Centrist Jomhuri-ye Eslami comments: "The Saudi attacks on Yemen have increased international odium for them and revealed Saudi incapacity to subdue the Yemeni people. Above all, the exposure of their brutal nature showed that they have surpassed the Zionists in the killing of a Muslim nation." 

Hard-line Keyhan expects Saudi Arabia to pay a heavy price: "After 28 days, the Yemen war has reached its end point. It is possible that the aggressor may continue for a few more days, as it has not achieved even its minimum goals in this unjust war. The Americans did whatever they could to prevent the defeat of Saudi Arabia, hence, they are partners in all the crimes committed against the innocent people of Yemen and should be held accountable. This war leaves a profound impact on our region. Saudi Arabia now has a serious enemy along its borders. From today, every action of this enemy against Saudi Arabia will be morally justified even from the perspective of international rights. The Saudi regime will pay a heavy political and security cost to overcome this reality." 

Conservative Khorasan sounds ominous: "The Saudi-led attack on Yemen was a proxy war by Israel against a part of the Muslim world. The Saudis, both in terms of military dominance and dignity, are the biggest losers of this crisis; Saudi princes should expect severe domestic and external shocks because of their historical mistake." 


IRGC: Hard-line Javan defends the IRGC: "By focusing on the activities of the Islamic Revolution Guards Corps [IRGC] and accusing it of violence, coup attempts, terror and being politicized some pro-liberal revisionist media outlets try to tarnish its popularity among the people. They are trying to accuse the IRGC of moving beyond its legal duties and responsibilities and deviating from its course." 


IRAN-WEST: Conservative Hemayat contends that the West does not give up its machinations: "After the victory of the Islamic Revolution, various conspiracies and hostile measures have been carried out against the Iranian nation in the shape of terror, bombings and imposed war. Since 1985, Western intelligence and security organizations have concluded that they cannot fight Iran and overthrow the people’s regime. The West deploys its pawns to crush Muslim countries. The war between Taleban and ISIS is a show aimed at achieving Western goals." 

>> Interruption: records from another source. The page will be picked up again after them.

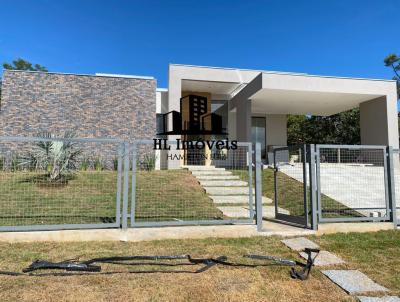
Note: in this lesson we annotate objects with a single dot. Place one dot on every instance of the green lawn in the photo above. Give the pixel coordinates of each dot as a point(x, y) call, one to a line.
point(375, 254)
point(90, 197)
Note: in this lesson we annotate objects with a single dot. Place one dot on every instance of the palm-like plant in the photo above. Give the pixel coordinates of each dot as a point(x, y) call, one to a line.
point(55, 156)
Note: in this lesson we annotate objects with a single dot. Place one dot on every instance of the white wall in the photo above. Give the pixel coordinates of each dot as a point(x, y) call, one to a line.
point(161, 107)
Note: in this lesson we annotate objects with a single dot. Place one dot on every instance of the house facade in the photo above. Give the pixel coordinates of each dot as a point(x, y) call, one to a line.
point(248, 105)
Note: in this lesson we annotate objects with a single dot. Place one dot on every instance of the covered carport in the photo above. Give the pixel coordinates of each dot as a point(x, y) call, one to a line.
point(278, 94)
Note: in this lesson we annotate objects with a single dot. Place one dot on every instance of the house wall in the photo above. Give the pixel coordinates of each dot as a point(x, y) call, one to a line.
point(378, 122)
point(91, 106)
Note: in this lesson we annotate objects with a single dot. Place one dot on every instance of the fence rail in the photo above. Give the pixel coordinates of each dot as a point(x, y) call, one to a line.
point(49, 183)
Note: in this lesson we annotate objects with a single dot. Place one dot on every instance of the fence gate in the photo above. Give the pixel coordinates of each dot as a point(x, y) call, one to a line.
point(290, 181)
point(353, 183)
point(166, 191)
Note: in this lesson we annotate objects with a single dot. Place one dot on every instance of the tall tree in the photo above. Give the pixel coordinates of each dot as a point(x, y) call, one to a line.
point(393, 61)
point(21, 64)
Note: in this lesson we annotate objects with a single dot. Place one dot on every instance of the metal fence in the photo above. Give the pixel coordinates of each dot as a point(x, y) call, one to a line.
point(291, 185)
point(352, 183)
point(49, 183)
point(214, 187)
point(55, 183)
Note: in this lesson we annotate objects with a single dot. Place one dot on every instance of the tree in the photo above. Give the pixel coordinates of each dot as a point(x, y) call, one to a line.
point(393, 61)
point(21, 64)
point(341, 128)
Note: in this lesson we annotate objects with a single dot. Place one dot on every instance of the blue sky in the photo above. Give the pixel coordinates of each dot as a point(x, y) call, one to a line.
point(341, 38)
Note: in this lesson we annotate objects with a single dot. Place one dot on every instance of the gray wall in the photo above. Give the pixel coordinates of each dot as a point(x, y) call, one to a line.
point(92, 106)
point(375, 123)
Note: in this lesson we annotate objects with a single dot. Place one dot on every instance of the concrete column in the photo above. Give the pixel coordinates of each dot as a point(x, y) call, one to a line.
point(232, 124)
point(243, 120)
point(378, 122)
point(276, 129)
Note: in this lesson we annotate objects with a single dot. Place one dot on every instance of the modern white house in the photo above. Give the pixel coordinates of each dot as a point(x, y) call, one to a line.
point(254, 104)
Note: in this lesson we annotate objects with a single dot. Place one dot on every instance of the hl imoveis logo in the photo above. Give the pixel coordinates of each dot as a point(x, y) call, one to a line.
point(195, 123)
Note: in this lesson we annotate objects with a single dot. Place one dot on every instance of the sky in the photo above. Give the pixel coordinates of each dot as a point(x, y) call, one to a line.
point(337, 37)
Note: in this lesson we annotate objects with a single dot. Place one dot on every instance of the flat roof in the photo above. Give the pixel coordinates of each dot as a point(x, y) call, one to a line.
point(282, 72)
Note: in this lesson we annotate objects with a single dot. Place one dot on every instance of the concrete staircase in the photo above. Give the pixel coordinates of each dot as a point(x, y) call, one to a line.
point(228, 191)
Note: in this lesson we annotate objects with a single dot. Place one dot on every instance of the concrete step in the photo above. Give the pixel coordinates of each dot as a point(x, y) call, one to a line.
point(203, 168)
point(239, 199)
point(223, 183)
point(217, 177)
point(211, 172)
point(227, 190)
point(244, 212)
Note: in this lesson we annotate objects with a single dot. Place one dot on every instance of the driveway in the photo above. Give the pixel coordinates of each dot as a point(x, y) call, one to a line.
point(354, 185)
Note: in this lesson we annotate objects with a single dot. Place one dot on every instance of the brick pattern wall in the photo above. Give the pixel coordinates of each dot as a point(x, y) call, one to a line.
point(92, 106)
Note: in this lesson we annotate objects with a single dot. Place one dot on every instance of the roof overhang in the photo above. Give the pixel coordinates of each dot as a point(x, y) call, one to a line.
point(316, 95)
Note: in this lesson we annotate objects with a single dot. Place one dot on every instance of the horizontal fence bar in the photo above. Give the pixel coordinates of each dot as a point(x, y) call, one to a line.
point(191, 223)
point(55, 227)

EGYPT: Reformist E'temad sees a wider goal: "The Egyptian government seeks greater goals by sentencing ex-president Mursi to 20 years in jail; it wants to remove its opponents from the political scene through legal means. The Egyptian government not only deprives the leaders of one of the most important opposition political parties from participating in the forthcoming parliamentary and presidential elections, but also denies them any political activities. In other words, the Muslim Brotherhood will not be able to use its influential political power in any future elections."